事情结束后,永河快步拉着驸马去了附近的医馆,确定没有什么事,才松了一口气,但发生了这事,再也没有继续转下去的心情,就打道回府了。
第二天永河公主的“壮举”被传的沸沸扬扬,都说她有当年秦王勇猛的风范。
他们不知道他们议论的永河公主正被太傅“问责”。
昨晚永河拿了药,到驸马身边,想给他再抹药。
结果赵弘好像有点为难,扭扭捏捏的,一再拒绝她帮忙上药,“公主不用了,这点小事让下人干就行了。”
这就让永河一下看出了端倪,觉得驸马肯定瞒了自己什么事儿,就在驸马没来得及反应,把他的衣服往上一拉,就看到底下伤痕累累,有新伤,还有旧伤都加在一起,一下子勃然大怒。
“谁这么大胆,敢欺负本宫的驸马。”
赵弘听到她自称“本宫”就知道永河生气了,连忙安抚哄道:“没事,没事,一点小伤而已,没什么要紧的。

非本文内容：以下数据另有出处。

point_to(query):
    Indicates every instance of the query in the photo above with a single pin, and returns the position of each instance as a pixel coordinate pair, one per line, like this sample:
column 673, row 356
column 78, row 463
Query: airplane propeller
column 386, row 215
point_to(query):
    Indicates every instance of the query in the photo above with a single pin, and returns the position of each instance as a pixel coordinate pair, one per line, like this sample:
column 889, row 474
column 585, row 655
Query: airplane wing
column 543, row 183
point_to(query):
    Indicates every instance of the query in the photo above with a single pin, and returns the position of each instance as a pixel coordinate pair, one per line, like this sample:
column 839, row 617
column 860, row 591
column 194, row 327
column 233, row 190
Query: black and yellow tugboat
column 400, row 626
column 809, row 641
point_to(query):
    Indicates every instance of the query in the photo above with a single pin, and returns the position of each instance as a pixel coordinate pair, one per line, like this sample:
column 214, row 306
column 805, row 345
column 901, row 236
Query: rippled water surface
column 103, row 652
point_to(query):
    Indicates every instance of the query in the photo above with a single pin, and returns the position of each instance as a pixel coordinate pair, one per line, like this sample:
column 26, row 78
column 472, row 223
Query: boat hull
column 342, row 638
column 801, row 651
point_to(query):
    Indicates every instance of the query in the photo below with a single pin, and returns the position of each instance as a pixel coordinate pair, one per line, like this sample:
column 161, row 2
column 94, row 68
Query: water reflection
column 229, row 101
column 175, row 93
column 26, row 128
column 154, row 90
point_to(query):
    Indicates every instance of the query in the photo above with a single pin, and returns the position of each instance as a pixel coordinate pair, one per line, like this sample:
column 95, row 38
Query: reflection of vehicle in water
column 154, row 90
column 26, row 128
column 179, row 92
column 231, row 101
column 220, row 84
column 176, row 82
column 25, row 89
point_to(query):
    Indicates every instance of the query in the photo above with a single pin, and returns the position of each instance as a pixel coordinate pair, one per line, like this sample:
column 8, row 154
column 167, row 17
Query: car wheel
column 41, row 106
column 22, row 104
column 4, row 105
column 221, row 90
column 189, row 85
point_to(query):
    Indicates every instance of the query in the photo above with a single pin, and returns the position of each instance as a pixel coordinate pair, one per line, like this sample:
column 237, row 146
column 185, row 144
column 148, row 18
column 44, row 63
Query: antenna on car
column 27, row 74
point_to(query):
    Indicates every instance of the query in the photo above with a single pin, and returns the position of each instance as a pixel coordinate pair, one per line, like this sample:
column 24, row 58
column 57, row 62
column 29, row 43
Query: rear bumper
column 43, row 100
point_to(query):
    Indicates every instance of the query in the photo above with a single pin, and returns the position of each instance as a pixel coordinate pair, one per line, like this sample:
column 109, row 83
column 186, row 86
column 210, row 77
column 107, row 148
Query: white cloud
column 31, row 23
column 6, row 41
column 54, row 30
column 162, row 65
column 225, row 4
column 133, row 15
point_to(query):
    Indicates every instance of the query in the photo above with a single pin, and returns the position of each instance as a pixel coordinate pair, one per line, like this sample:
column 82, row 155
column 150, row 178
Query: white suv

”
永河眯着眼危险的问:“到底是谁?”要是她知道了,一定让那个人好看。
这肯定不是以前的永河公主干的,以前永河公主虽然和赵弘关系不好,但是不会用鞭子打他,而其他的几位驸马更不会了,等等......是不是那群老家伙?
仔细询问驸马一番,竟然真的是他们(俊贤雅集),俊贤雅集是专门给公主培训驸马的地方,只要公主不满意驸马,就让他去那里,到了之后,太傅随意训斥,再加上赵弘以前不受永河公主重视,所以更难了。
她直接给赵弘说,让他不要再去了,那几个老家伙有什么问题让来找她。
没想到那几个太傅,她还没有去找他们麻烦呢,他们还敢先来找她。
“公主,敢问驸马为何不去俊贤雅集?”一个太傅大胆问道,他就是俊贤雅集的武学师傅,平日一直打赵弘,因为赵弘平日武学不好,就经常被打。
“本宫说不让他去,就不让他去”永河公主的眼里充满了危险,威严之色尽显,不愧是长公主,无形之中给底下的人一片压力。
“敢问公主如此,陛下是否知道?”这个太傅,直接用太宗来压她。
“大胆,那你们把本宫的驸马,打成那样父皇可知道?”永河生气的一拍桌子,还敢用父皇来威胁她,等看看有没有那个本事才行。
“这个...这个”
其余太傅都看向那个武学太傅,武学太傅现在被吓得冷汗直流,不是大驸马和大公主的关系不好吗?这是怎么回事儿?
最后,永河公主给那个武学太傅狠狠几鞭子,为驸马出了气,就把他们赶了出去,这还是赵弘拦着的结果,否则她是不会让那个太傅有好果子吃的。
太宗知道这件事之后,让人传永河公主入宫,原本是要问责的,没想到永河公主先发制人哭诉起来,自己的驸马有多惨,让太宗一下子大怒,撸了那个太傅的头衔,好好的安慰了一下自己的女儿,赏赐了很多东西。
这让其他几位公主都十分妒忌,原本以为大皇姐会受罚,她们还幸灾乐祸,没想到一转眼就被父皇赏赐了,父皇对大皇姐可真好,打了太傅都没受罚。
其他几位驸马都在纷纷赞叹大公主有多好,原本以为大驸马是他们之中最惨的,没想到一跃成为他们羡慕的对象,感觉自己酸了。
而那个“调戏”大公主还打了驸马的王振,在京兆府尹收集完证据之后,背判问斩,就连孙贵妃都不敢求情,怕引火上身,毕竟证据确凿,太宗也一下子冷了孙贵妃几个月,毕竟自己的女儿被欺负了。
经过此事,民间对公主的印象好了很多。
赵弘也经常夸赞永河公主,为永河公主“洗白”了,让那些公主经常觉得自己驸马不争气。
突然有一天,太宗传所有公主进宫。
一进去就见所有的驸马都站在大殿中央,永河用眼神询问了一下赵弘,他摇了摇头,知道不关他们的事,这才放下心来。